Encryption at Rest & GDPR Compliance Plan 🛡️⚖️
This document outlines the architectural considerations and implementation strategy for bringing technical data protection and GDPR (“DSGVO”) compliance to Ferry.
🎯 Primary Goals
- Technical Sovereignty: Ensure that data stored on third-party infrastructure (e.g., German Docker hosters) is unreadable without the local
master_encryption_key.
- Compliance: Provide built-in tools for IP anonymization and data minimization.
- CAS Integrity: Implement encryption in a way that does not break Content-Addressable Storage (deduplication).
🔐 Encryption at Rest (EaR)
The CAS Challenge
Traditional encryption uses random Nonces/IVs, resulting in different ciphertexts for the same plaintext. This would break deduplication. To solve this, Ferry will use Convergent Encryption.
Technical Specification
- Algorithm: XChaCha20-Poly1305 (High performance, large nonce space).
- Key Management: A system-wide
master_encryption_key (32 bytes, Base64) stored in config.yaml.
- Nonce Generation: The Nonce is derived from a HMAC of the file’s SHA-256 hash using the master key.
Nonce = HMAC-SHA256(MasterKey, FileHash)[:24]
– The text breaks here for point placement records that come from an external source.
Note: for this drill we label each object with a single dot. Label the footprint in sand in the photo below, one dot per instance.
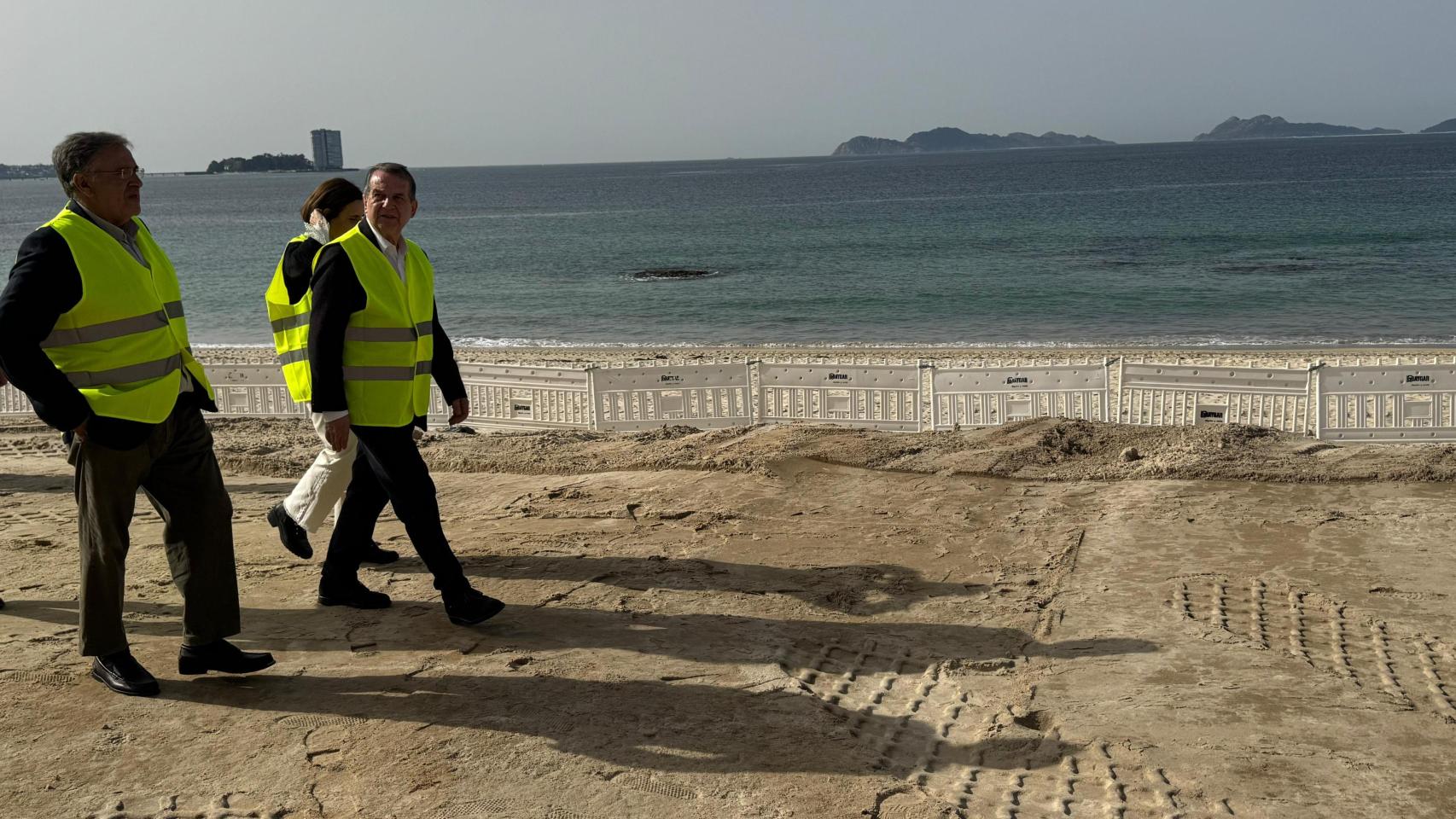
(1408, 670)
(979, 759)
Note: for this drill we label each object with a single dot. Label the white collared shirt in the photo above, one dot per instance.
(127, 237)
(396, 255)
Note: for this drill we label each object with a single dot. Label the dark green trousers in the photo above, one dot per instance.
(178, 472)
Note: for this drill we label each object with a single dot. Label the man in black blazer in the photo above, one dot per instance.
(389, 468)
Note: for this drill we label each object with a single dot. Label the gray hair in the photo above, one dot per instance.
(391, 167)
(76, 152)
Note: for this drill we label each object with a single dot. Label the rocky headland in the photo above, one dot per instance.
(1266, 127)
(942, 140)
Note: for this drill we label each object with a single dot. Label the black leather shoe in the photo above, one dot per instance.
(351, 592)
(294, 537)
(123, 674)
(375, 555)
(220, 655)
(470, 607)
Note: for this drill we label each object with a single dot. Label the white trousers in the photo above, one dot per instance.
(322, 488)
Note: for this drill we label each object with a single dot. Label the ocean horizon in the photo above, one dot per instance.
(1272, 243)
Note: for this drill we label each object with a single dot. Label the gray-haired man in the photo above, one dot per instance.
(92, 330)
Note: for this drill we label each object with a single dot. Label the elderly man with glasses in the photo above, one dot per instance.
(92, 330)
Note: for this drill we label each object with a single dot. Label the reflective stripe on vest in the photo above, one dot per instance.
(389, 344)
(124, 344)
(290, 329)
(114, 329)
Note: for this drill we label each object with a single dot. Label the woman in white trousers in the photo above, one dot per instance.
(331, 212)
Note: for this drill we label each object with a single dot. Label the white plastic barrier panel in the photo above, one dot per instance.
(1187, 394)
(865, 396)
(252, 389)
(1414, 402)
(990, 396)
(645, 398)
(14, 402)
(526, 398)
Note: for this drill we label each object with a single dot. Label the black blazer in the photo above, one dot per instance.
(336, 295)
(44, 284)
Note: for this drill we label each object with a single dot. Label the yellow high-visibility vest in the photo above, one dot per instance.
(290, 326)
(389, 345)
(124, 345)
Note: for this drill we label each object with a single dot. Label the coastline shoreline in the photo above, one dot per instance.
(585, 354)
- This ensures that the same file encrypted with the same MasterKey always yields the same ciphertext, allowing deduplication to function perfectly while remaining secure against anyone who doesn’t possess the MasterKey.
Migration Strategies
Strategy 1: Soft Migration (Lazy)
- Method: The storage layer becomes “encryption-aware.” It attempts to read blobs as encrypted; if decryption fails or a version flag is missing, it falls back to plain reads.
- Writing: All new uploads are encrypted immediately.
- Pros: Zero downtime, no immediate CPU spike.
- Cons: Mixed state (encrypted/unencrypted) on disk for a long time.
Strategy 2: Hard Migration (Batch)
- Method: A dedicated CLI command
ferry storage encrypt walks the entire CAS and encrypts every blob in one go.
-
- Pros: Clean state, maximum security once finished.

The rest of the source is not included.